Warga yang tidak menerima keberadaan dua perusahan pertambangan itu terus menyuarakan penolakan dan berencana untuk mengadu ke DPRD Kabupaten Belitung.

“Kami minta Dinas Penanaman modal dan Perizinan Terpadu Satu Pintu Provinsi Bangka Belitung tidak menerbitkan IUP Operasi Produksi (OP) kepada PT. HPI dan PT
PMS,” tegas seorang tokoh masyarakat Desa Padang Kandis Asri Cahyadi kepada RakyatPos.com, Senin (03/02/2020).

Sebelumnya, mantan Ketua BPD dua periode ini sudah mewanti-wanti Dinas Lingkungan Hidup (DLH) Kabupaten Belitung untuk tidak menerbitkan rekomendasi UKL/UPL dan Izin Lingkungan. Izin ini menjadi salah salah satu syarat untuk mendapatkan izin operasi produksi. Asri menduga-duga ada kemungkinan Dinas Lingkungan Hidup sudah menerbitkan rekomendasi UKL/UPL dan Izin Lingkungan.

Panjangnya rentang waktu antara pemasangan pengumuman dan penyampaian saran, tanggapan dan pendapat masyarakat lebih dari satu bulan menjadi celah untuk menerbitkan rekomendasi, sementara waktu yang diberikan untuk memberikan tanggapan, saran dan pendapat masyarakat hanya tiga hari kerja sejak tanggal pemasangan.
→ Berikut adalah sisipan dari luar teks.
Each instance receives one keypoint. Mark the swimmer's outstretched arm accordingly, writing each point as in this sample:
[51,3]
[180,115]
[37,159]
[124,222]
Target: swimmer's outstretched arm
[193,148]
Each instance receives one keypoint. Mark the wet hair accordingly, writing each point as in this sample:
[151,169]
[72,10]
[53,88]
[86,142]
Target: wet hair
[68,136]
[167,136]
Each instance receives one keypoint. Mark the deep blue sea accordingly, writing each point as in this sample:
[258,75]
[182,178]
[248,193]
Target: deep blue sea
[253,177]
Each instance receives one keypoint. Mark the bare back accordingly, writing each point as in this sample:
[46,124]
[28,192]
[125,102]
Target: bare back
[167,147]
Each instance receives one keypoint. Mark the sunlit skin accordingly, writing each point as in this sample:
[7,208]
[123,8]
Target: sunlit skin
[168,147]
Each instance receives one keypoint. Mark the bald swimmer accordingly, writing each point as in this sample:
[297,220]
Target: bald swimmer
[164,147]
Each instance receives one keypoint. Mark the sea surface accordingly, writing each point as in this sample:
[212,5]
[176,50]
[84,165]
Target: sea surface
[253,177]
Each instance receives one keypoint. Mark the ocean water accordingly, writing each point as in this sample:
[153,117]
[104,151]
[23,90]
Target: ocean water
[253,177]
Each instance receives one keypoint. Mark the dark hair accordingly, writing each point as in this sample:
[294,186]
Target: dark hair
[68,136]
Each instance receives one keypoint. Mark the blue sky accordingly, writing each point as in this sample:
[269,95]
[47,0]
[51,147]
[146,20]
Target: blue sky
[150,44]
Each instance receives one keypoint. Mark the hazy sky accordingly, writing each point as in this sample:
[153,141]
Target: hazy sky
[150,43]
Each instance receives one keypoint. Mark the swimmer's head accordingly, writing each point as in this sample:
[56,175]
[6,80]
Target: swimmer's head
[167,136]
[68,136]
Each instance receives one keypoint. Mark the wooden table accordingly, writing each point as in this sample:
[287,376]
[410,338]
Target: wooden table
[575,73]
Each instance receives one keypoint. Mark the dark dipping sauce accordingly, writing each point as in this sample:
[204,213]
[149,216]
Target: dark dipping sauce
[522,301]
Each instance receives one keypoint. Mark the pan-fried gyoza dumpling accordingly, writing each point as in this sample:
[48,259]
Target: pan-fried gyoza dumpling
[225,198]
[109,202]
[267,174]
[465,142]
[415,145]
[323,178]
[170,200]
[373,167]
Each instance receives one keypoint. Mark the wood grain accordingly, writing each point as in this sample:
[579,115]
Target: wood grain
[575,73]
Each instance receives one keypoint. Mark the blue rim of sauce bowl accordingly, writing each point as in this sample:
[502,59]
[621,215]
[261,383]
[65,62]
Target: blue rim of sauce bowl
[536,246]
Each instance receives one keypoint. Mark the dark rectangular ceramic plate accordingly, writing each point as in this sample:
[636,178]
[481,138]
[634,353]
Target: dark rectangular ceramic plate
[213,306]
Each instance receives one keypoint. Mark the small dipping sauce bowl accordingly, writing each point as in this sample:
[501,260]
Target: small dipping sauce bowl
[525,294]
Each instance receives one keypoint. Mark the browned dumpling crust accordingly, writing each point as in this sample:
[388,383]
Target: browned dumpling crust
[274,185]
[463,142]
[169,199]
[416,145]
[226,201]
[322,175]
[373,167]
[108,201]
Hal senada juga disampaikan Ketua BPD Desa Padang Kandis, Rusfandi. Menurutnya, masyarakat sempat dikagetkan dengan keberadaan dua perusahaan pertambangan pasir PT. HPI dan PT. PMS di wilayahnya. Ini lantaran tidak pernah ada sosialisasi dari pihak perusahaan maupun dari dinas terkait.

“Masyarakat Desa Padang Kandis tetap pada keputusan musyawarah, menolak keberadaan dua perusahaan tambang pasir itu,” tandas Rusfandi.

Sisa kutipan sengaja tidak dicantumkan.